Online immunities for Internet platforms under NAFTA — “While it is not objectionable for Internet platforms to have some immunity for damage claims where they act as passive, neutral intermediaries and are not aware and have no reason to be aware that their actions are causing damages, it would be a major extension of the law and contrary to the public interest to grant Internet platforms the types of immunities provided for by the CDA. In fact, even Google and other Internet platforms have recently acknowledged that such protection is not required for the Internet to flourish.”

With Canada’s economic future in the balance, NAFTA negotiators may be talking about Super Bowl ads — “Canadians, it seems, were desperate to see those much-hyped American advertisements during the Super Bowl telecast, and the CRTC obliged. Now the agency’s unusual decision to ban the substitution of Canadian ads during the game — and other issues around Canada’s sweeping regulation of culture — may be holding up down-to-the-wire NAFTA negotiations.”

New Balance is watching you — “On September 6, the first day of New York Fashion Week, the sportswear giant will set up a booth in Soho with cameras facing out in every direction, scanning the hoards of people walking the streets of the city…The company has worked with the marketing agency VML to develop technology specifically designed to identify people who don’t look like everybody else.”

Appeals Court Revives Lawsuit Against CBS over Pre-1972 Sound Recordings — The Ninth Circuit reverses a 2016 district court decision involving the copyrightability of remastered sound recordings in an opinion that delves deeply into the question of when a derivative work evinces enough originality to be independently protected.

NAFTA’s IP Protections Should Reflect Today’s Global Economy — The U.S. Chamber’s Global Innovation Policy Center reports, “Negotiations to modernize the North American Free Trade Agreement (NAFTA) offer an opportunity to harmonize and strengthen IP standards across North America. A more effective IP chapter in an updated NAFTA agreement will support the growth of innovative and creative industries, create jobs, and stimulate economic competitiveness across the continent. While the IP standards included in the existing NAFTA agreement were considered comprehensive when the agreement was originally negotiated, the rapid evolution of biomedical and technological innovation and the growth of the digital economy require a modernized 21st century IP framework to adequately protect the high-risk, high-capital investments of innovators and creators across North America.”

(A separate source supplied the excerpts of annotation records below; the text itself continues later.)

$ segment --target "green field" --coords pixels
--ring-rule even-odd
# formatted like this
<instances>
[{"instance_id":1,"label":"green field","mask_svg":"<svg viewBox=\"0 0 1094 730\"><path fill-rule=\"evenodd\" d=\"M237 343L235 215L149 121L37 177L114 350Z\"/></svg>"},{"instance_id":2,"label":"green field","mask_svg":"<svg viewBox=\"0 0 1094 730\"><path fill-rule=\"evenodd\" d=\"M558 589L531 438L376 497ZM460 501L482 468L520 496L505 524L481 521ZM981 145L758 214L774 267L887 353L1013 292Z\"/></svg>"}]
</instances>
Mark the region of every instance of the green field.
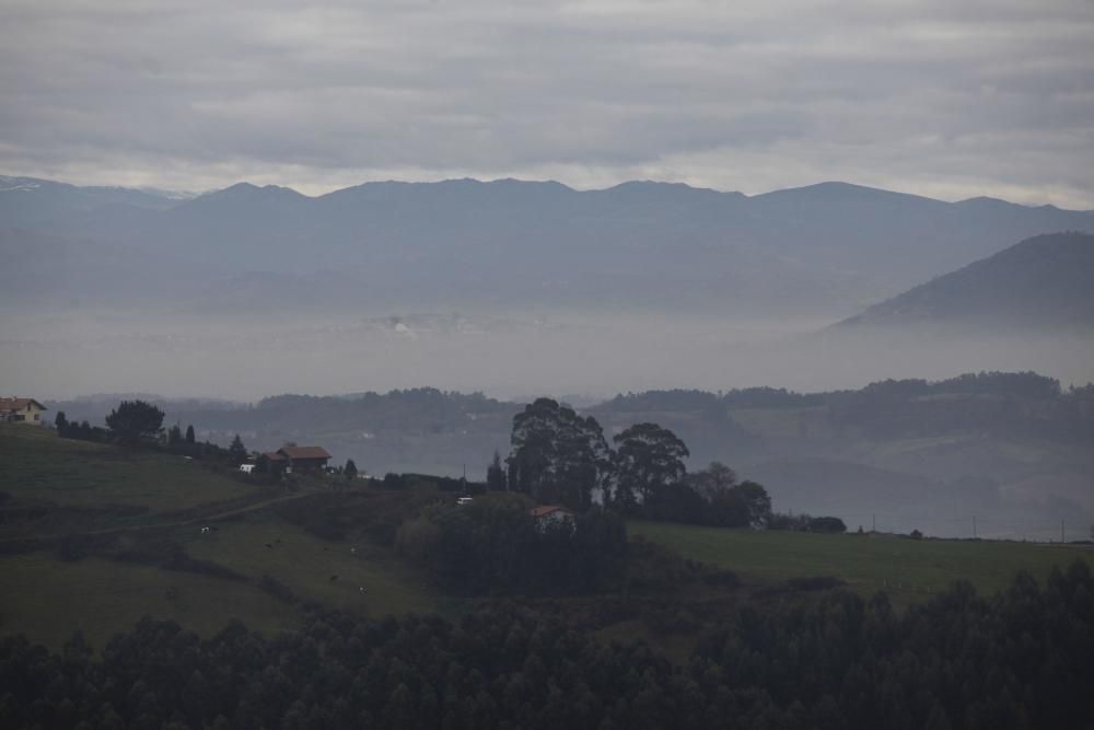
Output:
<instances>
[{"instance_id":1,"label":"green field","mask_svg":"<svg viewBox=\"0 0 1094 730\"><path fill-rule=\"evenodd\" d=\"M94 647L102 648L109 636L143 615L173 618L208 636L232 618L263 631L293 628L307 603L372 616L464 607L427 587L423 577L393 549L360 535L324 540L290 523L291 510L280 510L279 517L267 509L268 500L309 499L315 490L333 487L342 490L345 483L318 479L289 494L248 486L168 454L59 439L48 429L0 427L0 493L7 495L0 502L0 547L4 548L0 552L0 634L23 633L56 649L80 629ZM400 494L412 499L412 491L353 494L363 500L361 514L368 517L391 509ZM244 499L242 508L210 507L248 496L254 502ZM501 494L481 499L514 498L523 499ZM148 511L117 515L109 509L116 506ZM201 521L171 514L202 506L211 517ZM28 513L28 508L42 512ZM202 533L206 524L217 529ZM744 598L790 578L835 576L863 595L884 589L897 605L907 605L954 580L966 579L980 591L992 592L1019 569L1043 578L1052 565L1094 557L1081 547L1023 543L765 533L650 522L631 522L629 531L685 557L733 570L744 579ZM363 528L349 531L361 532ZM234 571L240 579L196 572L193 567L189 571L165 569L147 556L126 557L117 549L67 561L60 559L56 540L25 544L27 537L75 533L107 542L128 541L138 547L144 544L146 551L148 543L162 540L189 558ZM264 590L266 576L296 600L275 598ZM625 624L603 634L614 638L636 630ZM683 651L668 645L664 649Z\"/></svg>"},{"instance_id":2,"label":"green field","mask_svg":"<svg viewBox=\"0 0 1094 730\"><path fill-rule=\"evenodd\" d=\"M628 529L631 535L728 568L746 581L834 576L860 594L885 590L895 603L905 605L956 580L992 593L1019 570L1044 579L1054 565L1063 568L1076 558L1094 566L1094 551L1082 546L755 532L640 521L628 523Z\"/></svg>"},{"instance_id":3,"label":"green field","mask_svg":"<svg viewBox=\"0 0 1094 730\"><path fill-rule=\"evenodd\" d=\"M255 489L182 456L0 424L0 491L61 507L139 506L158 513L225 501Z\"/></svg>"},{"instance_id":4,"label":"green field","mask_svg":"<svg viewBox=\"0 0 1094 730\"><path fill-rule=\"evenodd\" d=\"M146 615L177 621L202 636L232 618L266 633L300 621L298 609L253 582L93 557L65 563L48 552L0 557L0 634L25 634L51 649L79 629L101 650Z\"/></svg>"},{"instance_id":5,"label":"green field","mask_svg":"<svg viewBox=\"0 0 1094 730\"><path fill-rule=\"evenodd\" d=\"M244 578L94 555L66 561L48 543L33 552L8 549L0 554L0 634L26 634L55 649L77 629L102 648L144 615L172 618L209 636L232 618L268 633L293 628L307 603L373 616L439 609L435 594L392 551L361 541L321 540L264 509L270 500L295 495L248 486L179 456L2 425L0 493L7 495L0 502L2 546L49 535L126 540L151 534ZM244 499L249 506L216 507L248 496L254 498ZM28 507L43 512L26 515ZM118 507L147 511L118 512ZM190 513L176 513L202 507L222 517L194 521ZM217 530L202 533L207 524ZM150 525L158 526L149 531ZM296 600L263 590L265 576Z\"/></svg>"}]
</instances>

Why Netflix Dramas Sag Midseason — and How They’re Fixing It — An interesting interview with the streaming service’s VP of original programming Cindy Holland, which, as the headline suggests, touches on an issue that many viewers have observed. But as Holland points out, no matter how much Netflix may change the viewing experience, or how much data it may be able to harvest from its customers, it doesn’t change the need for good storytellers. As Holland says here, “Once we’ve had the initial conversation with the creators about what they wanna make, and we say yes, we’re pretty clear that it’s really their vision.”

Google data collection research — A study finds the tech giant’s data collection is more pervasive than users probably realise, a major part of it occurs without direct involvement with Google services, and much of the anonymized data collected through passive means can still be associated with specific users. In return, we get to see more ads for products we just looked at.

How Aretha Franklin’s ‘Respect’ Became a Battle Cry for Musicians Seeking Royalties — The NY Times‘ Ben Sisario writes, “It was Aretha Franklin’s first No. 1 hit, the cry of empowerment that has defined her for generations: ‘Respect.’ But for the roughly seven million times the song has been played on American radio stations, she was paid nothing.”